L’agriculture familiale est l’une des formes d’agriculture les plus répandues dans le monde.

Elle se définit par un mode d’organisation dans lequel la production agricole, forestière, halieutique, pastorale et aquacole est gérée et exploitée par une famille et repose principalement sur la main-d’œuvre familiale. La famille et l’exploitation sont souvent liées, évoluent ensemble, et remplissent des fonctions économiques, environnementales, sociales et culturelles. Malgré une certaine diversité, la grande majorité des exploitations familiales dans le monde sont petites ou très petites.

Les agricultures familiales représentent 80 % de la production alimentaire mondiale en valeur et 40 % des actifs dans le monde. Elles jouent donc un rôle clé pour répondre au triple défi de la sécurité alimentaire, de la lutte contre la pauvreté et de la durabilité des ressources.

Paradoxalement, la majorité (2/3) des personnes en situation d’insécurité alimentaire sont des paysans ou des ouvriers agricoles. En effet, les petits exploitants, notamment les femmes et les jeunes, font face à de nombreux obstacles ne leur permettant de développer tout leur potentiel. Ils se trouvent souvent en situation de pauvreté, font face à des niveaux de risques élevés, ont des difficultés à accéder aux terres, aux ressources naturelles (eau), aux facteurs de production (engrais, outils, technologies etc.), aux financements et aux marchés appropriés, disposent insuffisamment de mesures d’incitation dans leurs environnements institutionnels et économiques. Par ailleurs, les organisations de petits producteurs n’ont qu’une influence très faible dans les débats sur les politiques.

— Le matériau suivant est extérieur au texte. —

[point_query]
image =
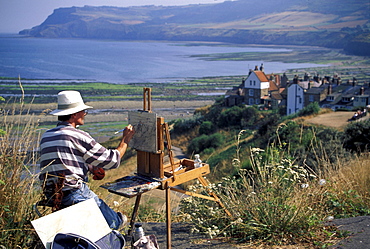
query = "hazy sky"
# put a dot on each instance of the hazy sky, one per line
(16, 15)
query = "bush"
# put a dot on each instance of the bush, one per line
(279, 202)
(311, 109)
(357, 136)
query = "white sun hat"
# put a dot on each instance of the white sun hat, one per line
(69, 102)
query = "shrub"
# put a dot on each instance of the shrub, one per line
(310, 109)
(279, 201)
(357, 136)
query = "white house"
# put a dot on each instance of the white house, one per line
(295, 98)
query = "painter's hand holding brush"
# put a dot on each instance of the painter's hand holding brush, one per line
(127, 134)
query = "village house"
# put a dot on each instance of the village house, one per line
(271, 91)
(257, 89)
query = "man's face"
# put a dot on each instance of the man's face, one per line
(79, 117)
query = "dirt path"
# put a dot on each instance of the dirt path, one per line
(333, 119)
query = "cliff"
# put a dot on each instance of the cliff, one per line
(338, 24)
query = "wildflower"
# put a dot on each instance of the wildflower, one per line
(322, 182)
(304, 185)
(329, 218)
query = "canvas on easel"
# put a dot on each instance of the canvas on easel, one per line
(145, 125)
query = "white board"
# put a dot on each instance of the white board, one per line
(84, 218)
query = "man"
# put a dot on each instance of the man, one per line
(67, 154)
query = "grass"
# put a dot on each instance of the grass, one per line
(280, 203)
(269, 203)
(18, 181)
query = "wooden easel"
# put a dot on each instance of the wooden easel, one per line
(150, 166)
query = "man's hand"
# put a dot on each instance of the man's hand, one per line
(98, 173)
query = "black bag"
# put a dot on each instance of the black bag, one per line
(113, 240)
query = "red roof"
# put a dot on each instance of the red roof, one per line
(261, 76)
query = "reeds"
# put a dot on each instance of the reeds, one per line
(278, 202)
(18, 178)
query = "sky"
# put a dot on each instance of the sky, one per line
(16, 15)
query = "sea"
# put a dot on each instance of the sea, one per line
(124, 62)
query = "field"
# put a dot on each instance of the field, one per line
(336, 120)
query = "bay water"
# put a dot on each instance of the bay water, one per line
(122, 61)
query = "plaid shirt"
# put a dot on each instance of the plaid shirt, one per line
(68, 151)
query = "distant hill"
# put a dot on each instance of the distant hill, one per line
(335, 23)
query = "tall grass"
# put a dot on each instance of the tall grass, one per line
(278, 202)
(18, 180)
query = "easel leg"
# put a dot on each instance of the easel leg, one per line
(168, 213)
(134, 214)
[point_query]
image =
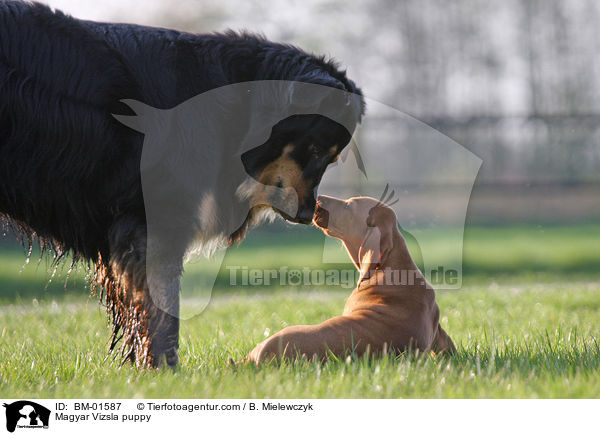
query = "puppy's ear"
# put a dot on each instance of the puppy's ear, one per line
(379, 240)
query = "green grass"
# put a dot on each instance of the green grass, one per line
(525, 322)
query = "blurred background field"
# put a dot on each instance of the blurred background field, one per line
(516, 83)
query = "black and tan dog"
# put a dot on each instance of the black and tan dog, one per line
(70, 172)
(393, 306)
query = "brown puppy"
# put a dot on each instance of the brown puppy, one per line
(393, 306)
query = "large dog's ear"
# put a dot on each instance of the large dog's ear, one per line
(379, 240)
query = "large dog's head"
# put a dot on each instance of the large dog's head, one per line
(296, 155)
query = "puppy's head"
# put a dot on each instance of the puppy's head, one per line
(365, 226)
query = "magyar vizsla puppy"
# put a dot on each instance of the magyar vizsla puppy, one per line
(393, 306)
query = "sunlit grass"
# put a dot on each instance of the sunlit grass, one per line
(525, 322)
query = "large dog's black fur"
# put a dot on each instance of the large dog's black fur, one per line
(70, 172)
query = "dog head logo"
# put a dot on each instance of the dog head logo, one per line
(26, 414)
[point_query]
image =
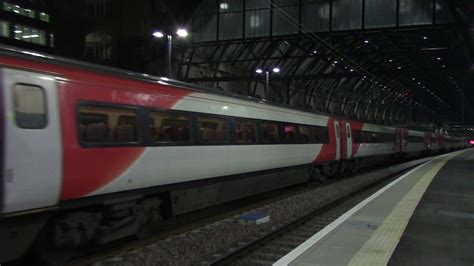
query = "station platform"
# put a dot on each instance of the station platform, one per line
(425, 217)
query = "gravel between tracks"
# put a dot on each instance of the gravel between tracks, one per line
(199, 246)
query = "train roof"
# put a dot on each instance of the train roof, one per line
(58, 60)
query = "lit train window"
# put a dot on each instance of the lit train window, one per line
(107, 125)
(212, 130)
(245, 131)
(270, 133)
(170, 127)
(30, 106)
(289, 133)
(312, 134)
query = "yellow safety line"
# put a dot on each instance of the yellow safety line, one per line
(381, 245)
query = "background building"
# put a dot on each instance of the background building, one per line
(27, 24)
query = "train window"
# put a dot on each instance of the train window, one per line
(107, 125)
(212, 130)
(289, 133)
(169, 127)
(356, 136)
(312, 134)
(306, 134)
(323, 134)
(30, 106)
(269, 132)
(245, 131)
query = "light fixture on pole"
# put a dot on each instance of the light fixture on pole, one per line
(181, 33)
(267, 72)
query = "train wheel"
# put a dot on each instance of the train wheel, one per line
(48, 253)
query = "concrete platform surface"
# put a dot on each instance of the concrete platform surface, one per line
(435, 228)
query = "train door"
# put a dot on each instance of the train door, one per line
(337, 133)
(348, 141)
(32, 151)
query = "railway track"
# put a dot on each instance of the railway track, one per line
(263, 248)
(268, 248)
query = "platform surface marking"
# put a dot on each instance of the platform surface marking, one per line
(380, 246)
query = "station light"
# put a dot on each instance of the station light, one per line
(158, 34)
(182, 33)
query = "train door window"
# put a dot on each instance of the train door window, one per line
(107, 125)
(245, 131)
(289, 133)
(269, 132)
(323, 134)
(356, 136)
(30, 106)
(212, 130)
(167, 127)
(305, 134)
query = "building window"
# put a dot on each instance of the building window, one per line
(98, 46)
(95, 8)
(28, 34)
(4, 28)
(51, 39)
(30, 106)
(19, 10)
(44, 16)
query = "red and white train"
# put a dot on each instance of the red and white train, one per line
(92, 154)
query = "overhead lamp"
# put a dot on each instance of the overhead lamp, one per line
(182, 33)
(158, 34)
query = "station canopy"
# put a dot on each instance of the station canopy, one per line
(394, 62)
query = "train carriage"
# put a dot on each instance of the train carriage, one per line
(111, 151)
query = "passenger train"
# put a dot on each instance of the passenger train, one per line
(93, 154)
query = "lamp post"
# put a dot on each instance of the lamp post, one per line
(267, 72)
(181, 33)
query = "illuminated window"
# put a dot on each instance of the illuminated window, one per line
(51, 39)
(28, 34)
(44, 16)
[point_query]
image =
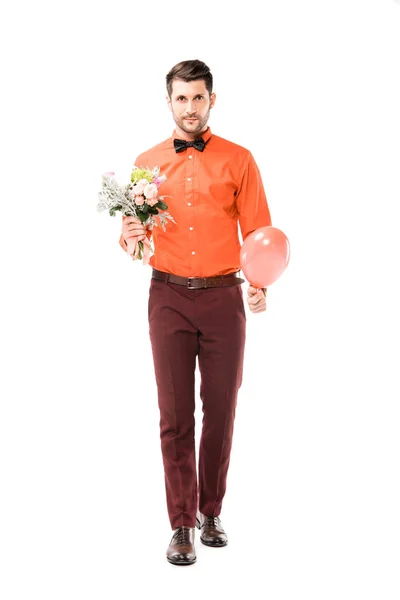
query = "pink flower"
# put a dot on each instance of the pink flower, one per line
(138, 188)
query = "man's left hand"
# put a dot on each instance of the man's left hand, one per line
(256, 299)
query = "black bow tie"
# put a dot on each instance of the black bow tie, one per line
(198, 143)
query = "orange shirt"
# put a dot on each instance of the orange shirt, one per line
(208, 193)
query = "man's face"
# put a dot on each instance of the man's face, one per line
(190, 104)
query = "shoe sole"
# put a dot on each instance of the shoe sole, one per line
(213, 545)
(181, 564)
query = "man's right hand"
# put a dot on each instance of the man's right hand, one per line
(132, 229)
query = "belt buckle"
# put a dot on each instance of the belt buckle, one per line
(189, 287)
(204, 284)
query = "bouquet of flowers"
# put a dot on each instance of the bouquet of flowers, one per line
(140, 199)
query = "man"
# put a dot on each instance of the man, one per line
(196, 304)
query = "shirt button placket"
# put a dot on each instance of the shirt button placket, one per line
(189, 196)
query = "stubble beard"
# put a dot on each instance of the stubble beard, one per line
(202, 122)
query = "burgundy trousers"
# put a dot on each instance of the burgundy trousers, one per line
(184, 324)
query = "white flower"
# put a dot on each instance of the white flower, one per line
(150, 191)
(137, 189)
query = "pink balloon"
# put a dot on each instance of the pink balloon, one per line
(264, 256)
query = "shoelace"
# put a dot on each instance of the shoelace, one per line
(212, 521)
(182, 535)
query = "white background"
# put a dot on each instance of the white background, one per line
(311, 509)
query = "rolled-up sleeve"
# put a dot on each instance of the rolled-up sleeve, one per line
(251, 200)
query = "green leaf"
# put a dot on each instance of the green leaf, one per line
(113, 210)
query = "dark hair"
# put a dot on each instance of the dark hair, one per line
(189, 70)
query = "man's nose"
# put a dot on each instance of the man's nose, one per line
(190, 108)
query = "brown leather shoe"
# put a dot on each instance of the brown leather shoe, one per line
(181, 548)
(212, 533)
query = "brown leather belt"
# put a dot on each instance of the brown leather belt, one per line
(196, 283)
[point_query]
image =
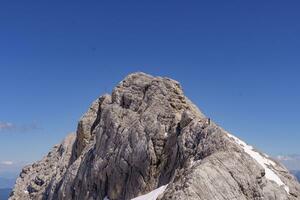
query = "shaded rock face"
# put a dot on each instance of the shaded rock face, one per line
(147, 134)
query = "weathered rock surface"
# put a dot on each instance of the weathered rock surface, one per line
(147, 134)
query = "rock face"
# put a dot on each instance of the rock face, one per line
(148, 135)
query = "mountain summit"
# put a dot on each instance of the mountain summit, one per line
(148, 141)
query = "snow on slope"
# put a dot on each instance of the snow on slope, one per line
(263, 161)
(149, 196)
(153, 194)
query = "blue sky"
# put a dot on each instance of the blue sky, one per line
(238, 61)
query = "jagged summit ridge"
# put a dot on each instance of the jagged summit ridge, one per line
(148, 135)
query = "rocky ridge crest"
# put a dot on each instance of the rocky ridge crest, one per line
(146, 135)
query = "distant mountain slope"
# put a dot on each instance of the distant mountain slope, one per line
(148, 141)
(4, 193)
(297, 174)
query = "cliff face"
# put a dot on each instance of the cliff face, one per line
(147, 138)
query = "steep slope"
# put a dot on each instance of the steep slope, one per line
(147, 135)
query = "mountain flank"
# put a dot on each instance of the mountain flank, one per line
(147, 140)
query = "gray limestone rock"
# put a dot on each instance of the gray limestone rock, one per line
(147, 134)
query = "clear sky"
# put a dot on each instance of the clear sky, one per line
(239, 61)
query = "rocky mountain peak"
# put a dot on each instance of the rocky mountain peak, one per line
(147, 138)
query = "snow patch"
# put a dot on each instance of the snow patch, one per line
(152, 195)
(263, 161)
(149, 196)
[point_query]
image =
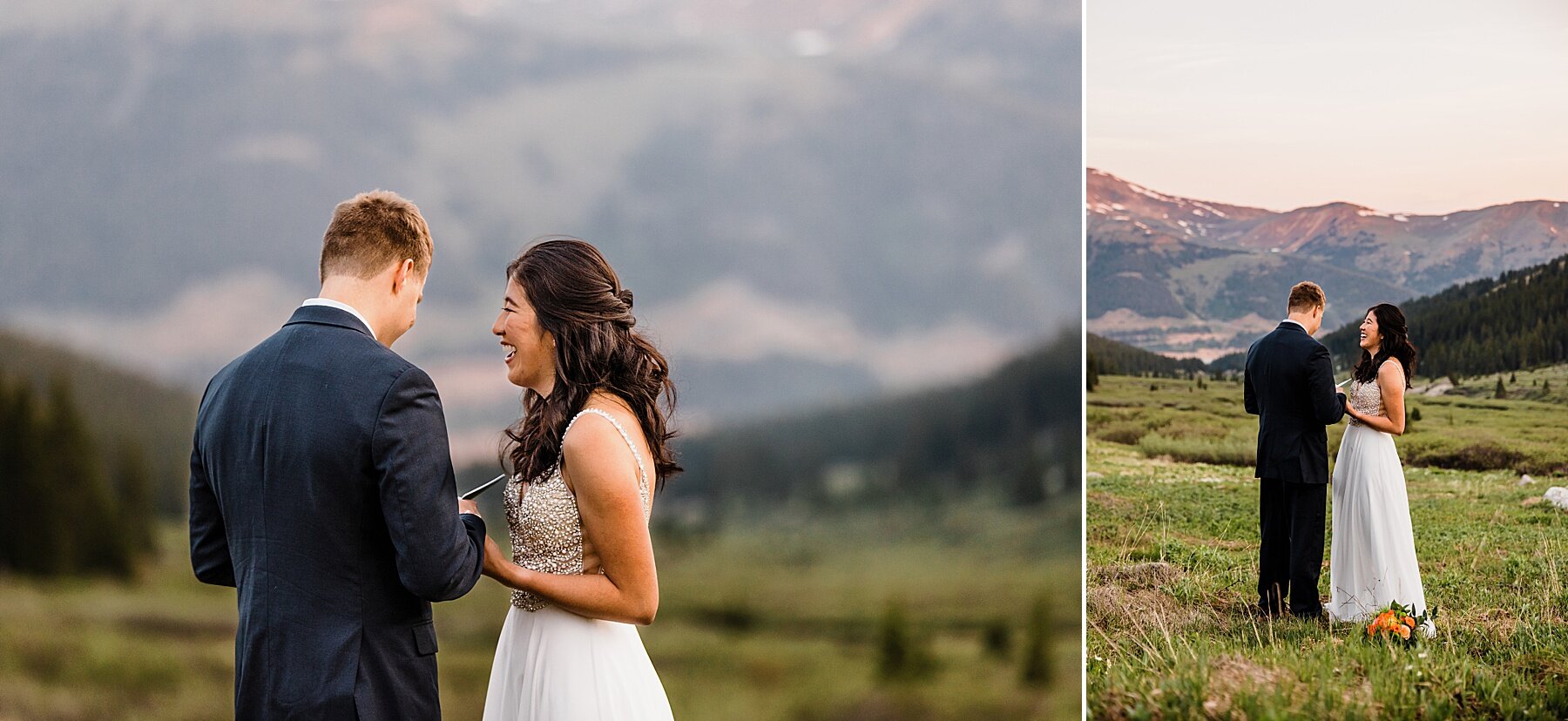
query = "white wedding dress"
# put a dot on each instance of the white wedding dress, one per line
(1372, 554)
(554, 665)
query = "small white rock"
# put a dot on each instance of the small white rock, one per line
(1558, 495)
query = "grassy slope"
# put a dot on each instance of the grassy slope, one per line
(1178, 642)
(1186, 422)
(811, 591)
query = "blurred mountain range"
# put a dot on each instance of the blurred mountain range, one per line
(811, 199)
(1203, 280)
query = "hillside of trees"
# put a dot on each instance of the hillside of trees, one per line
(115, 407)
(1013, 436)
(1513, 321)
(70, 502)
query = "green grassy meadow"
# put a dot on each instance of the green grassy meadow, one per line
(1205, 422)
(1172, 556)
(767, 619)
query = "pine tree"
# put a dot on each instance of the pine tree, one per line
(84, 521)
(901, 656)
(133, 488)
(35, 536)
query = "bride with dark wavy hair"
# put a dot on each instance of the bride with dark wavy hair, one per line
(587, 456)
(1372, 556)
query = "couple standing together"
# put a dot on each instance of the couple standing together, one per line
(321, 489)
(1289, 384)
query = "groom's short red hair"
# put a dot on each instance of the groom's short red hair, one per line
(372, 231)
(1305, 297)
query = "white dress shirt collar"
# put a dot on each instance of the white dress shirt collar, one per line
(341, 306)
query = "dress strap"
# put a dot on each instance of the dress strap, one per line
(642, 470)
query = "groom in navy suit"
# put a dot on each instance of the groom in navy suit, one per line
(1289, 384)
(321, 489)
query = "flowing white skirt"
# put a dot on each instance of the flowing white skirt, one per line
(1372, 554)
(554, 665)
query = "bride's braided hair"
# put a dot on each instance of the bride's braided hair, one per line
(580, 301)
(1396, 344)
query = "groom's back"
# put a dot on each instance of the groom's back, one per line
(1288, 374)
(287, 444)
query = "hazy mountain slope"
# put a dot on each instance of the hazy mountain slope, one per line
(117, 405)
(1200, 278)
(894, 174)
(1011, 435)
(1512, 321)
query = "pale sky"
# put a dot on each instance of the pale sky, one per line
(1421, 107)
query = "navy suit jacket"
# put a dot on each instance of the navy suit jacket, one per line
(1289, 384)
(321, 489)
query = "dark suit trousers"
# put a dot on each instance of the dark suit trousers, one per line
(1291, 556)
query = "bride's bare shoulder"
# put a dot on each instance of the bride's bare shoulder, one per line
(1391, 372)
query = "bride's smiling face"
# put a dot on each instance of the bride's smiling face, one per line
(531, 348)
(1369, 334)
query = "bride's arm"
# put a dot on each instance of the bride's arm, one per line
(1391, 384)
(604, 478)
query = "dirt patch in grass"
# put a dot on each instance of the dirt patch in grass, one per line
(1146, 610)
(1139, 574)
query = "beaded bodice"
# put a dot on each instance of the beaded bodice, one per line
(1366, 399)
(543, 522)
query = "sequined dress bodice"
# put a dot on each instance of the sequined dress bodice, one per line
(543, 522)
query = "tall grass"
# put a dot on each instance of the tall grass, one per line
(1186, 421)
(1172, 585)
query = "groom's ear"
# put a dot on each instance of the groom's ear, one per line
(402, 274)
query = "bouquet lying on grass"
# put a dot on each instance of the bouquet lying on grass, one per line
(1399, 623)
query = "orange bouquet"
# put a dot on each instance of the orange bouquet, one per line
(1399, 623)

voir l’infographie agriculture familiale sur le site de l’Agence française de développement

L’appui aux agricultures familiales : une priorité de la France

Au plan national, la préservation du caractère familial de l’agriculture figure dans la Loi d’avenir pour l’agriculture, l’alimentation et la forêt d’octobre 2014. Elle prévoit un contrôle des structures renforcé pour limiter les agrandissements excessifs des exploitations et de nouvelles mesures en faveur de l’installation des jeunes agriculteurs. (en savoir plus sur les aides en France aux petites et moyennes exploitations)

Le soutien aux agricultures familiales est également une des priorités de l’aide publique au développement française, inscrite dans la Loi d’orientation et de programmation de la politique de développement et de solidarité adoptée en juillet 2014. Ainsi, le Cadre d’intervention sectoriel sur la sécurité alimentaire en Afrique subsaharienne de l’Agence française de développement reconnaît également l’agriculture familiale comme levier clé pour la sécurité alimentaire et s’engage à la soutenir via un doublement des financements d’ici 2016. (En savoir plus sur les programmes de l’AFD en faveur de l’agriculture familiale).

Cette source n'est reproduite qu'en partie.